I even encountered mid-turn damp patches that would have caused me to slow down when on a conventional motorcycle, but I did nothing to readjust my speed on the Niken. The confidence generated by the added stability and traction up front will not, however, transfer well if you get accustomed to the Niken and then switch to two wheels; you’ll have to remember to tone it down when riding on the latter.
And if your riding buddies point fingers at you and laugh because you’re riding a bike equipped with training wheels, let them laugh, then ride circles around them when it rains. You should, however, be sure to warn them not to try to keep up with you on wet pavement. Seriously. Trying to keep a quick pace with the Niken on wet pavement eventually will lead to disaster for them. Call it a cheater bike in the rain.
So, Back to Why
I was partially expecting to dislike the Niken. But, after riding it, I discovered that Yamaha is onto something here: the Niken GT really works. It works especially well when the pavement surface is compromised by bumps, rain or occasional sandy patches. You can almost ignore what is happening beneath the Niken’s wheels and just carry on.
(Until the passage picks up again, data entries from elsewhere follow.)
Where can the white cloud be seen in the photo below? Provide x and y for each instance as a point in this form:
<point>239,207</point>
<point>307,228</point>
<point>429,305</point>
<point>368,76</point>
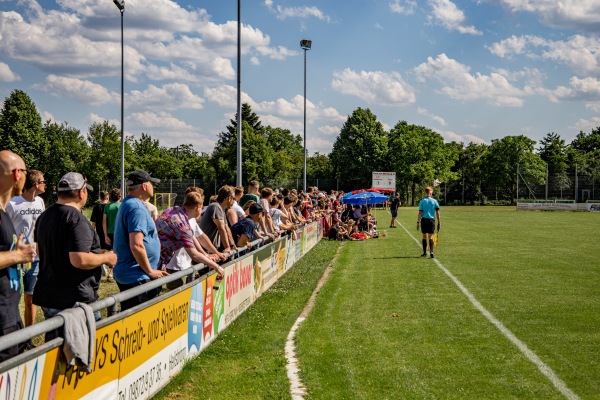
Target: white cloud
<point>406,7</point>
<point>168,97</point>
<point>170,130</point>
<point>451,17</point>
<point>6,75</point>
<point>580,53</point>
<point>574,14</point>
<point>77,89</point>
<point>459,83</point>
<point>580,89</point>
<point>225,96</point>
<point>432,116</point>
<point>297,12</point>
<point>388,89</point>
<point>586,125</point>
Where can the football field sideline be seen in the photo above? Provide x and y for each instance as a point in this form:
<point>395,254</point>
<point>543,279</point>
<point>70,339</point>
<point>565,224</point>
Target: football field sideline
<point>531,356</point>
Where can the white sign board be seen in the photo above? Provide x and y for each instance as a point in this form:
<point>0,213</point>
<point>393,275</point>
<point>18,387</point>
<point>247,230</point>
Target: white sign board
<point>384,180</point>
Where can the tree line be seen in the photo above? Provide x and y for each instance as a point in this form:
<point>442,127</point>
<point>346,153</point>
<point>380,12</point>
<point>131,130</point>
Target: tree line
<point>417,154</point>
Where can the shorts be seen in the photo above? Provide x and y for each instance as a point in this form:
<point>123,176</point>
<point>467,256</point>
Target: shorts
<point>30,277</point>
<point>427,225</point>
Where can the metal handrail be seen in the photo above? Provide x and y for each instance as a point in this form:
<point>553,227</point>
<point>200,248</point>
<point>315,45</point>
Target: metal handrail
<point>110,303</point>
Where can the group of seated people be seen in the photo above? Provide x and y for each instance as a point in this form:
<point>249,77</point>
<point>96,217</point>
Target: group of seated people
<point>354,223</point>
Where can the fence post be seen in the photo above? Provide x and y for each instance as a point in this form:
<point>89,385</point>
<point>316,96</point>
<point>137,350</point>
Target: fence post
<point>576,183</point>
<point>547,177</point>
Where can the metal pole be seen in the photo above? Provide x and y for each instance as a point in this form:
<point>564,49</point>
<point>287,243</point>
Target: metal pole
<point>547,176</point>
<point>122,105</point>
<point>239,98</point>
<point>304,171</point>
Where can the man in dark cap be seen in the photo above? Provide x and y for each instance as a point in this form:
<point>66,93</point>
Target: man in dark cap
<point>244,231</point>
<point>69,251</point>
<point>136,240</point>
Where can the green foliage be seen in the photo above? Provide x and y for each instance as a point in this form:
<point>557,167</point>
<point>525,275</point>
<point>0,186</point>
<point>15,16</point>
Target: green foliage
<point>21,129</point>
<point>287,153</point>
<point>509,155</point>
<point>105,159</point>
<point>360,149</point>
<point>419,156</point>
<point>318,165</point>
<point>553,150</point>
<point>67,151</point>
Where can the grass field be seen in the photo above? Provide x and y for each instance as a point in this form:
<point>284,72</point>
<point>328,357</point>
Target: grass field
<point>391,325</point>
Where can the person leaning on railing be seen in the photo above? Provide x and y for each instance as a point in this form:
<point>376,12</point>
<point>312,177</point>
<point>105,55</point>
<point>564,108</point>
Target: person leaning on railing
<point>177,231</point>
<point>13,250</point>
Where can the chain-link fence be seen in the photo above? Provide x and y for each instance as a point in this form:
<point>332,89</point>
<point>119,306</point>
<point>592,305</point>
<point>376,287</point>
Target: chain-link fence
<point>556,187</point>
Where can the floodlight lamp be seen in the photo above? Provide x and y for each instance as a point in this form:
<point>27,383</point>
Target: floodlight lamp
<point>120,4</point>
<point>305,44</point>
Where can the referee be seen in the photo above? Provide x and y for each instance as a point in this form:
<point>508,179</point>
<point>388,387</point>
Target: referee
<point>429,209</point>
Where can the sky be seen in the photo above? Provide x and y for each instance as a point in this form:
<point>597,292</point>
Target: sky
<point>471,70</point>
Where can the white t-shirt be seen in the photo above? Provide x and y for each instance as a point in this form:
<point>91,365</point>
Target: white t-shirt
<point>23,214</point>
<point>276,217</point>
<point>238,210</point>
<point>181,259</point>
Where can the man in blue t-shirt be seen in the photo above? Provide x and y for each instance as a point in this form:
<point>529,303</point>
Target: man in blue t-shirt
<point>244,231</point>
<point>429,209</point>
<point>136,240</point>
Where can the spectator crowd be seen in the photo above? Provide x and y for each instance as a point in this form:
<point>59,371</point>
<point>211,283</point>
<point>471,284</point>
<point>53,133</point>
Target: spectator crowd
<point>56,257</point>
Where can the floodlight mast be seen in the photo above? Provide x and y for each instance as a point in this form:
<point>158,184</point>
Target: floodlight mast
<point>306,45</point>
<point>121,6</point>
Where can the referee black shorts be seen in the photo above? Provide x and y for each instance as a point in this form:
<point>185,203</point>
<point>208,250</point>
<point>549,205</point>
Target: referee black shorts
<point>427,225</point>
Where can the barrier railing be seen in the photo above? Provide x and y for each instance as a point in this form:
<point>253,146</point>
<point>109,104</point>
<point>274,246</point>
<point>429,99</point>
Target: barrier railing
<point>140,349</point>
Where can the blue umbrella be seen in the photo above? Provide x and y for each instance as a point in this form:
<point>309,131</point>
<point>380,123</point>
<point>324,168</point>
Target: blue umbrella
<point>364,198</point>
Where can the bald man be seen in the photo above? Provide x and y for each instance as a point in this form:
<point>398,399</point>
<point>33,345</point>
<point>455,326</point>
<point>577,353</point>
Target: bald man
<point>13,251</point>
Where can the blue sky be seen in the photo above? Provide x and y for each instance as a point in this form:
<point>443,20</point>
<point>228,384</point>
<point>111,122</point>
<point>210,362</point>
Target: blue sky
<point>470,70</point>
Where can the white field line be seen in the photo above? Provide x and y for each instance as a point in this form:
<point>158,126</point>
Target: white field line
<point>531,356</point>
<point>297,389</point>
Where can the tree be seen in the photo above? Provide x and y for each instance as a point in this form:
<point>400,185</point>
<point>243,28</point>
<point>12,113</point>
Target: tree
<point>511,155</point>
<point>21,129</point>
<point>224,157</point>
<point>67,151</point>
<point>318,166</point>
<point>287,153</point>
<point>553,150</point>
<point>359,149</point>
<point>105,157</point>
<point>468,170</point>
<point>419,156</point>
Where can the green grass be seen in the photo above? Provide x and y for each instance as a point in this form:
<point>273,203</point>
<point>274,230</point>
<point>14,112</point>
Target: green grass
<point>246,361</point>
<point>392,325</point>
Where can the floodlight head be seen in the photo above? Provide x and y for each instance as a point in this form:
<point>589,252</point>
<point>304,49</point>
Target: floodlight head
<point>304,43</point>
<point>120,4</point>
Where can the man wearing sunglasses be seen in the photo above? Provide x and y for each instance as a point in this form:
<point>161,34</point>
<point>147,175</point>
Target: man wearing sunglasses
<point>69,250</point>
<point>13,250</point>
<point>24,210</point>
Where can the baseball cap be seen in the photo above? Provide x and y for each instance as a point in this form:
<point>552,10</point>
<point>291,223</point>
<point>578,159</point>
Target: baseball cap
<point>138,177</point>
<point>73,181</point>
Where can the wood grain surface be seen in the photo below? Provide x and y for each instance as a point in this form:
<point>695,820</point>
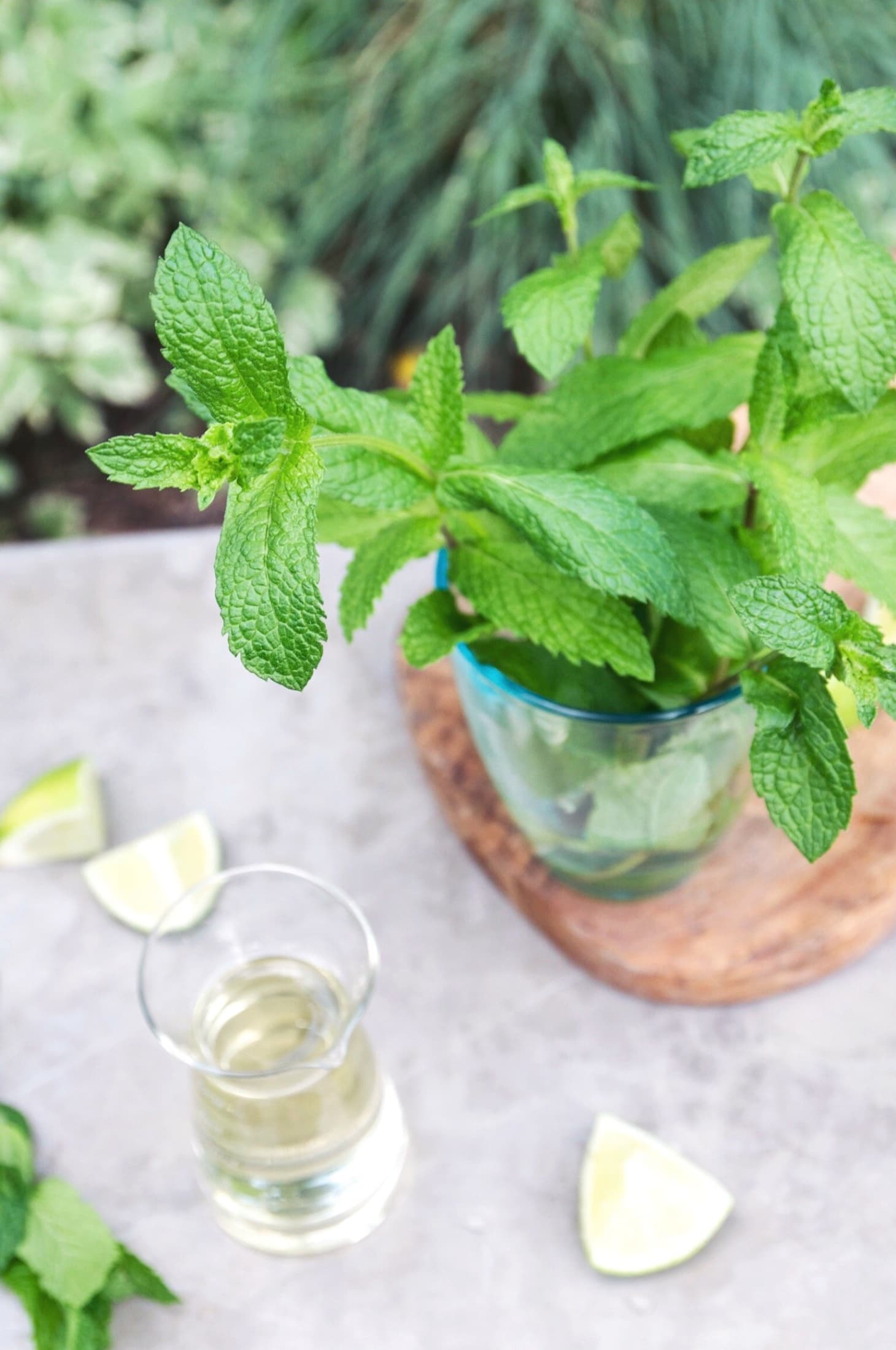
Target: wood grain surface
<point>755,921</point>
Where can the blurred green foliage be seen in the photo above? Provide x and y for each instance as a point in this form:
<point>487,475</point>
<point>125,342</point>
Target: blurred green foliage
<point>361,138</point>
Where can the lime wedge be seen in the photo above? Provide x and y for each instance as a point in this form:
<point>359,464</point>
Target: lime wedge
<point>57,817</point>
<point>644,1208</point>
<point>138,882</point>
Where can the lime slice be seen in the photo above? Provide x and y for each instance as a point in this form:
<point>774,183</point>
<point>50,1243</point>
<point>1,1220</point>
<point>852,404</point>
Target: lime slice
<point>57,817</point>
<point>644,1208</point>
<point>138,882</point>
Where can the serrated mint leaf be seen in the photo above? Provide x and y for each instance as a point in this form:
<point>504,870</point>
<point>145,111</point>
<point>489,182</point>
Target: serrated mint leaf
<point>802,770</point>
<point>843,292</point>
<point>864,546</point>
<point>14,1208</point>
<point>66,1244</point>
<point>220,334</point>
<point>794,618</point>
<point>133,1279</point>
<point>870,110</point>
<point>513,586</point>
<point>613,402</point>
<point>17,1148</point>
<point>558,171</point>
<point>359,476</point>
<point>266,572</point>
<point>341,523</point>
<point>598,180</point>
<point>378,559</point>
<point>700,289</point>
<point>657,804</point>
<point>257,446</point>
<point>582,528</point>
<point>350,409</point>
<point>797,514</point>
<point>516,200</point>
<point>498,405</point>
<point>435,626</point>
<point>551,311</point>
<point>179,384</point>
<point>768,397</point>
<point>161,460</point>
<point>587,688</point>
<point>617,245</point>
<point>713,562</point>
<point>673,473</point>
<point>436,397</point>
<point>844,450</point>
<point>740,142</point>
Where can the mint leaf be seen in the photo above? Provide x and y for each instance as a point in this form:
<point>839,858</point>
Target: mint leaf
<point>617,245</point>
<point>795,511</point>
<point>551,311</point>
<point>870,110</point>
<point>802,769</point>
<point>516,200</point>
<point>585,530</point>
<point>161,460</point>
<point>266,572</point>
<point>794,618</point>
<point>613,402</point>
<point>713,562</point>
<point>350,409</point>
<point>768,397</point>
<point>220,334</point>
<point>673,473</point>
<point>17,1148</point>
<point>514,588</point>
<point>598,180</point>
<point>435,626</point>
<point>257,446</point>
<point>133,1279</point>
<point>558,171</point>
<point>864,546</point>
<point>843,292</point>
<point>587,688</point>
<point>341,523</point>
<point>14,1208</point>
<point>378,559</point>
<point>359,476</point>
<point>436,397</point>
<point>740,142</point>
<point>700,289</point>
<point>844,450</point>
<point>66,1244</point>
<point>179,384</point>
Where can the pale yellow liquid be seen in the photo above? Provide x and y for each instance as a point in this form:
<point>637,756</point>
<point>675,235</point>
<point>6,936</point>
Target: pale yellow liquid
<point>299,1144</point>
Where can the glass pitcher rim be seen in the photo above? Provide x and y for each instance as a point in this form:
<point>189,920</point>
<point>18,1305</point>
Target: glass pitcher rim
<point>527,696</point>
<point>290,1063</point>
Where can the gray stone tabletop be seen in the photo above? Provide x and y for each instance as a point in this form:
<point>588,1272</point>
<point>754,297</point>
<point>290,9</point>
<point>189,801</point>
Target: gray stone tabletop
<point>501,1049</point>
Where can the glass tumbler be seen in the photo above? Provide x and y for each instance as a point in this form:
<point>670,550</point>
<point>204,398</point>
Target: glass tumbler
<point>258,979</point>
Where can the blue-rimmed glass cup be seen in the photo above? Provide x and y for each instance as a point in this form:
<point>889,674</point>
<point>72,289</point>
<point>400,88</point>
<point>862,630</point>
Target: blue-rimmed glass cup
<point>620,806</point>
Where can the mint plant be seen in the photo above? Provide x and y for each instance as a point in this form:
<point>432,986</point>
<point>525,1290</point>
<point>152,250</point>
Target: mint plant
<point>612,551</point>
<point>57,1254</point>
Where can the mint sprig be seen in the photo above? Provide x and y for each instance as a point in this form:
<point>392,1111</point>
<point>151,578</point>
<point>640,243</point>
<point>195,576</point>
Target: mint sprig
<point>612,550</point>
<point>57,1256</point>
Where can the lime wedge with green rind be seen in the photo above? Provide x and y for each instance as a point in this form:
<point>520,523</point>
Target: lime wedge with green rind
<point>644,1208</point>
<point>56,818</point>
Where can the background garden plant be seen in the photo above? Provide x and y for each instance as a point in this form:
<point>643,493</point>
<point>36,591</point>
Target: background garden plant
<point>613,546</point>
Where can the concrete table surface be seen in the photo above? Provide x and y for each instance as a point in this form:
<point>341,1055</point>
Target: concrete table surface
<point>501,1049</point>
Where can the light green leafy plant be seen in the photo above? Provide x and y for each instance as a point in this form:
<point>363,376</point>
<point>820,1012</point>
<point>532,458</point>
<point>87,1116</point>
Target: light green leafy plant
<point>57,1254</point>
<point>613,532</point>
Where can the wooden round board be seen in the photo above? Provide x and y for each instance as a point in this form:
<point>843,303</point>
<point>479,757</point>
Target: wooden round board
<point>756,920</point>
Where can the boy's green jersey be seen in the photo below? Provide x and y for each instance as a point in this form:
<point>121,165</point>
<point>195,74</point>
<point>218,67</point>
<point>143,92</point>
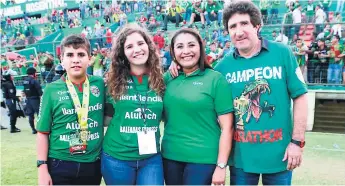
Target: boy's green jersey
<point>58,118</point>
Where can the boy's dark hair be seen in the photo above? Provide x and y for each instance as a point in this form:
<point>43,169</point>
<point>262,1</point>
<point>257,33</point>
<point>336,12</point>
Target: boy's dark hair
<point>76,41</point>
<point>242,7</point>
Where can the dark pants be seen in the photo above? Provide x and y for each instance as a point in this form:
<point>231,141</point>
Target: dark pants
<point>313,72</point>
<point>11,105</point>
<point>239,177</point>
<point>175,19</point>
<point>74,173</point>
<point>147,171</point>
<point>32,108</point>
<point>181,173</point>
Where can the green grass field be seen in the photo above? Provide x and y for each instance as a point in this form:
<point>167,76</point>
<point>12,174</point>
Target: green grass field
<point>323,160</point>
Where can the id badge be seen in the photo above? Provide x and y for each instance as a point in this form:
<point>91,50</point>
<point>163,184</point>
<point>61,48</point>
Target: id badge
<point>147,142</point>
<point>76,145</point>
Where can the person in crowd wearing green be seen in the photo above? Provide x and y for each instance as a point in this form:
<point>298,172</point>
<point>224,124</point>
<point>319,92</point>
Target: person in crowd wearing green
<point>335,62</point>
<point>213,11</point>
<point>131,148</point>
<point>197,11</point>
<point>275,5</point>
<point>174,12</point>
<point>198,114</point>
<point>264,6</point>
<point>310,11</point>
<point>265,77</point>
<point>97,62</point>
<point>70,122</point>
<point>299,51</point>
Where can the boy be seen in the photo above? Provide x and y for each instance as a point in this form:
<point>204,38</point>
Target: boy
<point>70,122</point>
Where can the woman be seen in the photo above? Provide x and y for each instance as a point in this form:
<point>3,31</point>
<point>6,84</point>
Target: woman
<point>131,145</point>
<point>195,145</point>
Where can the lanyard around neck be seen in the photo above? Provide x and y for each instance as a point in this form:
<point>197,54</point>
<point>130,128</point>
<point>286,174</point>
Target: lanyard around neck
<point>82,110</point>
<point>143,106</point>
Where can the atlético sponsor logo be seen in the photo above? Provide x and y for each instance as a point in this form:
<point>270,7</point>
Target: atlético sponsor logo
<point>95,91</point>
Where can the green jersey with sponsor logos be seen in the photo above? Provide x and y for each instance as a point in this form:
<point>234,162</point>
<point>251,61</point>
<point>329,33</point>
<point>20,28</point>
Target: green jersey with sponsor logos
<point>191,106</point>
<point>58,118</point>
<point>262,89</point>
<point>121,139</point>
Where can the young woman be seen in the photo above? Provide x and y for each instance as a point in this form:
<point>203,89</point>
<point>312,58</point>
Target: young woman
<point>131,146</point>
<point>198,112</point>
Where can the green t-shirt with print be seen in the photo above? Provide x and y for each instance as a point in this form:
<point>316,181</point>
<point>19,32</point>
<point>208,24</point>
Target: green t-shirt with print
<point>262,88</point>
<point>192,105</point>
<point>121,140</point>
<point>58,118</point>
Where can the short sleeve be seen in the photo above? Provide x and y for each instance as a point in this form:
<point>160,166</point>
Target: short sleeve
<point>45,116</point>
<point>223,96</point>
<point>294,76</point>
<point>167,77</point>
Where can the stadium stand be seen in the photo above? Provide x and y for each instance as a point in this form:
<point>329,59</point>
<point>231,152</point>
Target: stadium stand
<point>51,21</point>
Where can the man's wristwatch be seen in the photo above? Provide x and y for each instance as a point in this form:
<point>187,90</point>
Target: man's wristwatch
<point>221,165</point>
<point>41,162</point>
<point>298,143</point>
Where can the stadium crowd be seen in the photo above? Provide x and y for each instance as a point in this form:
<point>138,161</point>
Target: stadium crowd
<point>314,31</point>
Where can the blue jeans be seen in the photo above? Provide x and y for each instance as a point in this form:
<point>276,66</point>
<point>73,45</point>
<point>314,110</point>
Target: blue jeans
<point>209,17</point>
<point>182,173</point>
<point>187,14</point>
<point>141,172</point>
<point>333,74</point>
<point>239,177</point>
<point>74,173</point>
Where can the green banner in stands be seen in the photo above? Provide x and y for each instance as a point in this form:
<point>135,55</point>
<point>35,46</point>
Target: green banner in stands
<point>36,7</point>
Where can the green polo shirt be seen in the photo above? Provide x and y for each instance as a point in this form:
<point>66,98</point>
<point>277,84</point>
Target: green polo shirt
<point>192,105</point>
<point>121,140</point>
<point>262,88</point>
<point>58,118</point>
At $20,999, the Niken GT is pricey, but the peace of mind that the extra front wheel provides might be just the thing for a rider who may have tucked the front end on a two-wheeler once and never really got over the trepidation of relying on a single contact patch to maintain control up front. If you’re a high-mileage rider and your riding season stretches from early spring to late fall, no other machine will return the consistent handling throughout the less temperate seasons than the Niken.
So, why? Because while the Niken feels like a conventional motorcycle for the most part, what sets the three-wheeler apart is its ability to handle unsavoury road conditions. Heck, it had me wondering if Yamaha hasn’t just invented a better motorcycle.